Using your date parser the above entry works for me.

In your screenshot I can’t see the word before “1815” in your code.

I’ll try to test date ranges and spans next.

־מ 1900 עד 1901

This fails for me. I’ll investigate.

If you indent the init_strings method and remove the lines from the “compiles regular expression strings for matching dates” comment until the end of the class, then it works.

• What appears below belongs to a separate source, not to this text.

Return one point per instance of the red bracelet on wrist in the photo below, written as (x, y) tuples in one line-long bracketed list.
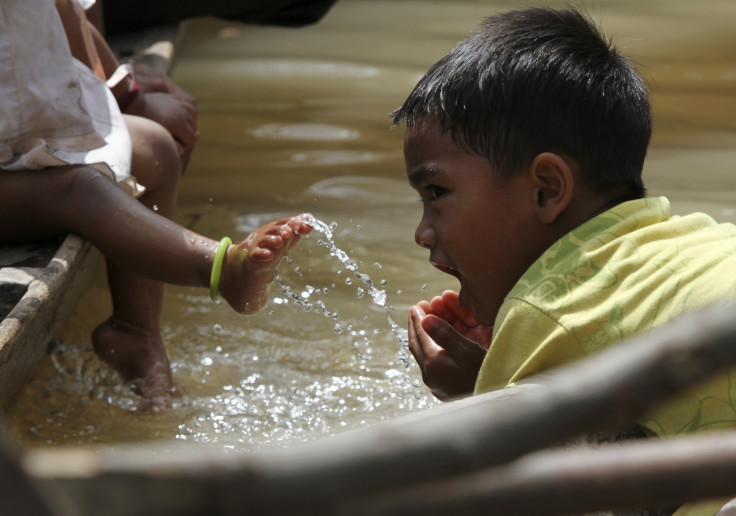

Create pull request #1517: Add Hebrew datehandler

2 Likes

Grete! Thanks @Nick-Hall, I’ll test it some more just to make sure all combinations are covered. ( i an not sure but does the above pr include the __init__.py also?)

־מ 1900 עד 1901
looks like a typo anyway …the ‘־’ should have been between the ‘מ’ and the digit like so ‘מ־1900 עד 1901’
no biggie

I made two changes so that it passed the unit tests.

  1. Fixed the problem with spans. This just made the strings consistent.
  2. Added an extra estimated string.

The __init__.py file has been modified.

@Nick-Hall
Well, this is much better (should have got translating that chapter much sooner…) and it works!
here is what I’ve come up withe running all possible combos (pretty short list). It looks like we are back to RegEx trying manipulating the strings?

  • Period+qual - works - משוער מ־_6 ינואר 1875 עד ינואר 1876 - need to remove that extra space marked
  • About+qual - works - מחושב בסביבות 6 ינואר 1875 - need to ts ‘ב־’ and ‘ל’ to day and month accordingly
  • From+qual - works - מחושב מ 6 ינואר 1875 - need to ts ‘ב־’ and ‘ל’ to day and month accordingly
  • To - Failes - מחושב אל 6 ינואר 1875 - need to ts ‘ב־’ and ‘ל’ to day and month accordingly. the translation for ‘To’ in Hebrew might have mot then one usage: it can be ‘אל’ or ‘עד’ or ‘ל’ all depended on the part of the sentence or context, in this case it shouldn’t be ‘אל’ but ‘עד’ (if it is pulling it from the main .po file wouldn’t it cause a problem on discrepancies with _date_he/py?)
  • Period+qual - Fails - משוער מ־ 6 ינואר 1875 עד 0 - when no date2 input, probably none he related bur more general (shouldn’t date2 be mandatory in this case?)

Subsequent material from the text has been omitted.